Most student loan borrowers realize that student loan interest accrues daily. Most student loan borrowers also realize that the sooner you pay off your student debt, the less you will spend on interest over the life of the loan.
As a result, it is recommended that most borrowers aggressively pay off their debt.
Taking this concept to its logical extreme is the idea of daily payments. Does making a daily payment to your student loan company help combat growing interest? Though tedious, is it the most efficient way to pay off debt?
The Pros of Daily Student Loan Payments
The biggest advantage that I can see to daily student loan payments would be the daily reminder about your student loan debt.

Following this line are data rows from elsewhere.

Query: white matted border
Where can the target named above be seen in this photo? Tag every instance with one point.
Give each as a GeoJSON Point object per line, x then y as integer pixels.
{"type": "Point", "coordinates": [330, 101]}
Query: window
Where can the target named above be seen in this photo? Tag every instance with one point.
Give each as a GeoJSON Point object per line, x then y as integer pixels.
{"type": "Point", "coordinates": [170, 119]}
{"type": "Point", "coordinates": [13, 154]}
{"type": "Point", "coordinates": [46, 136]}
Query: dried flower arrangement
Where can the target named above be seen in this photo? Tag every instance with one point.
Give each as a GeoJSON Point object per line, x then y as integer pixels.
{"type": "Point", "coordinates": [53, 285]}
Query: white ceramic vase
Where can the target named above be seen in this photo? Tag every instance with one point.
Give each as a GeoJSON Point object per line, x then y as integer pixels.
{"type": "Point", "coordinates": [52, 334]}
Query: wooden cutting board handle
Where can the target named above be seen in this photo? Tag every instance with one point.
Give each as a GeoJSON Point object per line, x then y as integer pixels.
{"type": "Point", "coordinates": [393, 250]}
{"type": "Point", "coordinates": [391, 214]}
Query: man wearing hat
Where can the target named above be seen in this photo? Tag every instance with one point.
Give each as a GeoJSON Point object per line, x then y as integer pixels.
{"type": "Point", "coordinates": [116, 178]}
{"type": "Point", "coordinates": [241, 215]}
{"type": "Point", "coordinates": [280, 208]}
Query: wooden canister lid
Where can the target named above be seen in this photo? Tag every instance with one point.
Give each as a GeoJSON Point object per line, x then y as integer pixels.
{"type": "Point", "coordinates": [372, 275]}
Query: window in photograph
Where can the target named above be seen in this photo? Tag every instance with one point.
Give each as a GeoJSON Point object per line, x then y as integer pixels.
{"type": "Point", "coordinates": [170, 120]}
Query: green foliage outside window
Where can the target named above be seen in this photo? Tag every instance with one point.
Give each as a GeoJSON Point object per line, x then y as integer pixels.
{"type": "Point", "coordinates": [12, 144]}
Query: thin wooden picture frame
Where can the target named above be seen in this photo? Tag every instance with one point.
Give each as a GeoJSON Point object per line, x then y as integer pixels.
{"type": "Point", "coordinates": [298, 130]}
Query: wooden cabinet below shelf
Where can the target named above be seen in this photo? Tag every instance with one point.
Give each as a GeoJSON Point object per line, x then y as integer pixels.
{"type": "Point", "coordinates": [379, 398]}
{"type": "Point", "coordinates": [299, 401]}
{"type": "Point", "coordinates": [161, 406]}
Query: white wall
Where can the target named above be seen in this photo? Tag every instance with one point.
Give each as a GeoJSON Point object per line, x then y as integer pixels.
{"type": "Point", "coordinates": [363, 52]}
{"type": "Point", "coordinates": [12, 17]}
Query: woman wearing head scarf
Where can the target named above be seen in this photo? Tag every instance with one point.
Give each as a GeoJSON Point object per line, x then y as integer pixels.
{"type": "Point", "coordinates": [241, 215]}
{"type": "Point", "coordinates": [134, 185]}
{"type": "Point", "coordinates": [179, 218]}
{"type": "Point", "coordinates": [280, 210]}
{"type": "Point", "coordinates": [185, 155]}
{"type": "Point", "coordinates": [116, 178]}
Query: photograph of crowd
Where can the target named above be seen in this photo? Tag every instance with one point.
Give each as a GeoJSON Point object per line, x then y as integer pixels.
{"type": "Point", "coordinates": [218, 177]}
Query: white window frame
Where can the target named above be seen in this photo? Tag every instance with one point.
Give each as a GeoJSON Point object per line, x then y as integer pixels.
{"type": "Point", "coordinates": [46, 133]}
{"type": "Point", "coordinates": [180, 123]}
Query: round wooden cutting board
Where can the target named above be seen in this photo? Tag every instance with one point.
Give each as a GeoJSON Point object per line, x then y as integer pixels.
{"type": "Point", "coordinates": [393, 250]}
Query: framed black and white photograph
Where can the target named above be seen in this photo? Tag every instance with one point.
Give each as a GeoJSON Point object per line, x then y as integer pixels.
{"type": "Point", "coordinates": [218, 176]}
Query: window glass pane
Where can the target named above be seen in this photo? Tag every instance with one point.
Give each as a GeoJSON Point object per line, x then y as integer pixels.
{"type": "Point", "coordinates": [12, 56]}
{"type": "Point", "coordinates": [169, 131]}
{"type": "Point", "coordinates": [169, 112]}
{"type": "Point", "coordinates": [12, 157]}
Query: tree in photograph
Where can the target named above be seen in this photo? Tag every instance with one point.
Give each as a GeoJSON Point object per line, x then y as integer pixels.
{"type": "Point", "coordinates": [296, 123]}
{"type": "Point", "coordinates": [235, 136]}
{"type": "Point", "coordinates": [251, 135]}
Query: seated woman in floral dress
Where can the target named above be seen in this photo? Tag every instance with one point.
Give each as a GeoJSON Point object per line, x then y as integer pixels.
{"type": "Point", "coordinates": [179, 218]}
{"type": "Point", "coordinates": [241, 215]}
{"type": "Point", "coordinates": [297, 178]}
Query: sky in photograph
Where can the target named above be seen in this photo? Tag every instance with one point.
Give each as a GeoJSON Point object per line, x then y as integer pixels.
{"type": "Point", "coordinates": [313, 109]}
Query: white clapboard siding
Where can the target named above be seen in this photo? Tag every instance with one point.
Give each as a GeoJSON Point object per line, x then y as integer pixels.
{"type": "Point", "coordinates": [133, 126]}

People who have their debt fresh on their minds are far less likely to make unnecessary or extravagant purchases.
Additionally, making daily payments would reduce the amount spent on interest over the life of the loan compared to just making the same monthly payments on the due date.
Going this route would be extremely tedious.
Most student loan companies will only set up automatic payments on a monthly basis. Unless your bank can set up auto bill pay on a daily basis, it means you will have to go through the steps every single day to make sure you do not miss one of these payments.
The Fundamental Problem with Daily Payments
The biggest disadvantage to this route, and the reason I recommend against it, is that it doesn’t accomplish its real goal.
The appeal to making daily payments is that you are battling the daily accumulation of interest on your student loans. All this work is in an effort to pay as little as possible on interest.
However, unless you are paid on a daily basis, the daily payments are not the most efficient route. If you are paid bi-weekly, make your student loan payments bi-weekly.
For most people, making daily payments would require saving money in your checking account for a week or two at a time so that you have what you need to make your daily payment. Money sitting in your checking account is a missed opportunity. It earns very little if any interest, but your student loan is working against you.
From a math perspective, the earlier and the larger the payments, the better. If you have $200 from your most recent paycheck, that $200 will do the most damage paid to your lender immediately, rather than spread out over a two-week period.
Making daily student loan payments sounds super aggressive in theory, but for most people, it is not the most efficient way to attack their debt.